We can compile this code naively into RISC-V assembly.

add(int, int):
  add a0,a0,a1

The compiler automatically eliminates unnecessary operations with the following code.

int add0(int a, int b)
  return a + 0;
add0(int, int):

Note that the given argument is directly returned in a0 register. When we want to add 0 to the second argument, the compiler needs to generate the mv instruction to load the data into a0

See the real example Compiler Explorer

However, this arithmetic optimization is only sometimes permitted. In the case we require more strict numerical precision in the floating-point operations, the instruction elimination for optimization can naturally cause an unsafe result. For instance, if the a would be +/- infinity in the above case, what binary representation should we return?

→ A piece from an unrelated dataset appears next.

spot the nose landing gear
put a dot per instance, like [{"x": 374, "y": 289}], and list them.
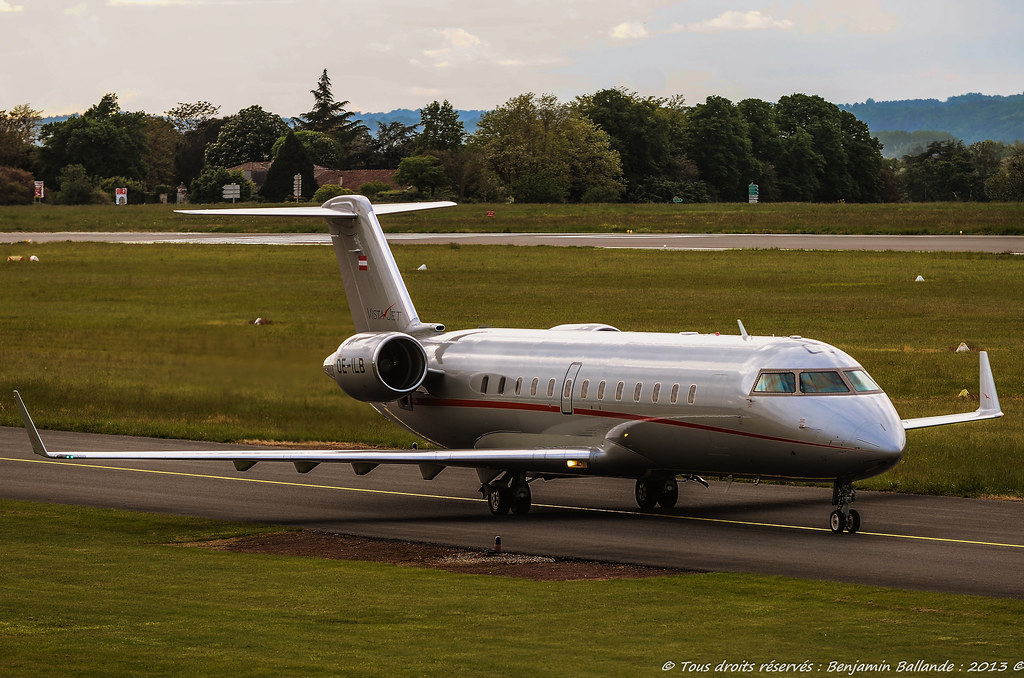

Fast-Math Flags is a compiler option to control floating-point optimization behavior by giving additional assumptions the code can take into account. If the compilation can premise the specific condition, it can safely eliminate or transform the instructions under such a condition. There are eight options in LLVM and each of them provides the specific assertion on the given numerical values.

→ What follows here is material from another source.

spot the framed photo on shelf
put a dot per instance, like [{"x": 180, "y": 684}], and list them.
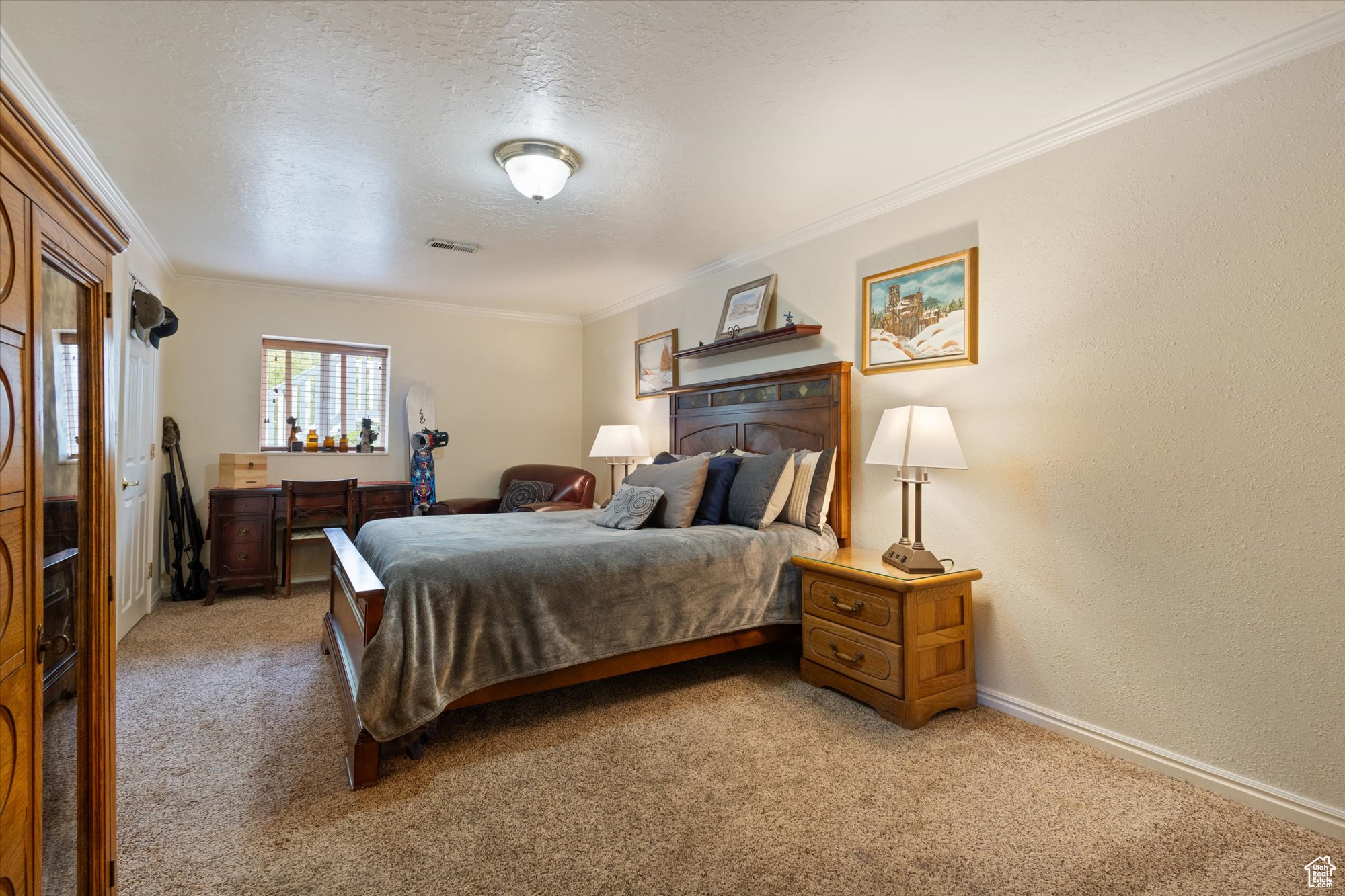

  • nnan No NaNs - Allow optimizations to assume the arguments and result are not NaN. If an argument is a nan, or the result would be a nan, it produces a poison value instead.
  • ninf No Infs - Allow optimizations to assume the arguments and result are not +/-Inf. If an argument is +/-Inf, or the result would be +/-Inf, it produces a poison value instead.
  • nsz No Signed Zeros - Allow optimizations to treat the sign of a zero argument or zero result as insignificant. This does not imply that -0.0 is poison and/or guaranteed to not exist in the operation.
  • arcp Allow Reciprocal - Allow optimizations to use the reciprocal of an argument rather than perform division.
  • contract Allow floating-point contraction (e.g. fusing a multiply followed by an addition into a fused multiply-and-add). This does not enable reassociating to form arbitrary contractions. For example, (a*b) + (c*d) + e can not be transformed into (a*b) + ((c*d) + e) to create two fma operations.
  • afn Approximate functions - Allow substitution of approximate calculations for functions (sin, log, sqrt, etc). See floating-point intrinsic definitions for places where this can apply to LLVM’s intrinsic math functions.
  • reassoc Allow reassociation transformations for floating-point instructions. This may dramatically change results in floating-point.
  • fast This flag implies all of the others.

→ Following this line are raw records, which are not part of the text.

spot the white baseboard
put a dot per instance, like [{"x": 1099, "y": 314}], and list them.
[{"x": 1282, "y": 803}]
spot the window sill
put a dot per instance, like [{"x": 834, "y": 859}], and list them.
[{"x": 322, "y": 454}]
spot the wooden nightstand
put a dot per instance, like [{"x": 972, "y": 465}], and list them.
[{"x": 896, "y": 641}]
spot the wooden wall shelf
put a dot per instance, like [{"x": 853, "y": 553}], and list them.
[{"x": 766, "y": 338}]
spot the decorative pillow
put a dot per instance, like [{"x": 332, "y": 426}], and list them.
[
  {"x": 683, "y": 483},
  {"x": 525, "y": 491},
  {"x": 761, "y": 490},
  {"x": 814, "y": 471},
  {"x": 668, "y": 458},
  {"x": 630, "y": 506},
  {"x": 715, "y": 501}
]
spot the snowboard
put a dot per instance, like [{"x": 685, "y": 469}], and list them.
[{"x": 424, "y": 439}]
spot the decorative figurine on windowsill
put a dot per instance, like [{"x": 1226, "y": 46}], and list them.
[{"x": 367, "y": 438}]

In MLIR world, however, these flags are not fully supported. Arith dialect supports these flags in the past. But higher level dialects (e.g. Math, Complex) lowering operation to Arith dialect do not fully recognize these options. That limits the opportunity for optimization in the dialect itself since they do not have complete information they can take it for granted. So I proposed the support of Fast-Math flags in complex dialect so that we can lower operations with full assumption about the floating-point premises and get more chance to optimize the code in the complex dialect itself.

[RFC] FastMath flags support in complex dialect - MLIR - LLVM Discussion Forums

The initial change has been merged, and we are preparing progressive updates to support the flag for all complex ops lowering to Arith and LLVM. You can write the complex ops with the optional fastmath flag field like this.

%add = complex.add %lhs, %rhs fastmath<nnan,contract> : complex<f32>

We can pass the fast math flag information by each operation.